On 10/26/2017 08:46 AM, Junio C Hamano wrote:
> Michael Haggerty <[email protected]> writes:
>
>> Even when we are deleting references, we needn't overwrite the
>> `packed-refs` file if the references that we are deleting are not
>> present in that file. Implement this optimization as follows:
>
> This goal I can understand. files-transaction-prepare may see a
> deletion and in order to avoid a deletion of a ref from the
> file-backend to expose a stale entry in the packed-refs file, it
> prepares a transaction to remove the same ref that might exist in
> it. If it turns out that there is no such ref in the packed-refs
> file, then we can leave the packed-refs file as-is without
> rewriting.
>
>> * Add a function `is_packed_transaction_noop()`, which checks whether
>> a given packed-refs transaction doesn't actually have to do
>> anything. This function must be called while holding the
>> `packed-refs` lock to avoid races.
>
> This checks three things only to cover the most trivial case (I am
> perfectly happy that it punts on more complex cases). If an update
>
> - checks the old value,
>
> - sets a new value, or
>
> - deletes a ref that is not on the filesystem,
>
> it is not a trivial case. I can understand the latter two (i.e. We
> are special casing the deletion, and an update with a new value is
> not. If removing a file from the filesystem is not sufficient to
> delete, we may have to rewrite the packed-refs), but not the first
> one. Is it because currently we do not say "delete this ref only
> when its current value is X"?
It wouldn't be too hard to allow updates with REF_HAVE_OLD to be
optimized away too. I didn't do it because
1. We currently only create updates for that packed_refs backend with
REF_HAVE_OLD turned off, so such could would be unreachable (and
untestable).
2. I wanted to keep the patch as simple as possible in case you decide
to merge it into 2.15.
There would also be a little bit of a leveling violation (or maybe the
function name is not ideal). `is_packed_transaction_noop()` could check
that `old_oid` values are correct, and if they all are, declare the
transaction a NOOP. (It wasn't *really* a NOOP, but its OP, namely
checking old values, has already been carried out.) But what if it finds
that an `old_oid` was incorrect?

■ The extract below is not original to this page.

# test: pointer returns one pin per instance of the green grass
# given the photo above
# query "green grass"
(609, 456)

Right now
`is_packed_transaction_noop()` has no way to report something like a
TRANSACTION_GENERIC_ERROR.
It could be that long-term it makes more sense for this optimization to
happen in `packed_transaction_prepare()`. Except that function is
sometimes called for its side-effects, like sorting an existing file, in
which case overwriting the `packed-refs` file shouldn't be optimized away.
So overall it seemed easier to punt on this optimization at this point.
> Also it is not immediately obvious how the "is this noop" helper is
> checking the absence of the same-named ref in the current
> packed-refs file, which is what matters for the correctness of the
> optimization.
The check is in the second loop in `is_packed_transaction_noop()`:
if (!refs_read_raw_ref(ref_store, update->refname,
oid.hash, &referent, &type) ||
errno != ENOENT) {
/*
* We might have to actually delete that
* reference -> not a NOOP.
*/
ret = 0;
break;
}
If the refname doesn't exist, then `refs_read_raw_ref()` returns -1 and
sets errno to ENOENT, and the loop continues. Otherwise we exit with a
value of 0, meaning that the transaction is not a NOOP.
There are a lot of double-negatives here. It might be easier to follow
the logic if the sense of the function were inverted:
`is_packed_transaction_needed()`. Let me know if you have a strong
feeling about it.
Michael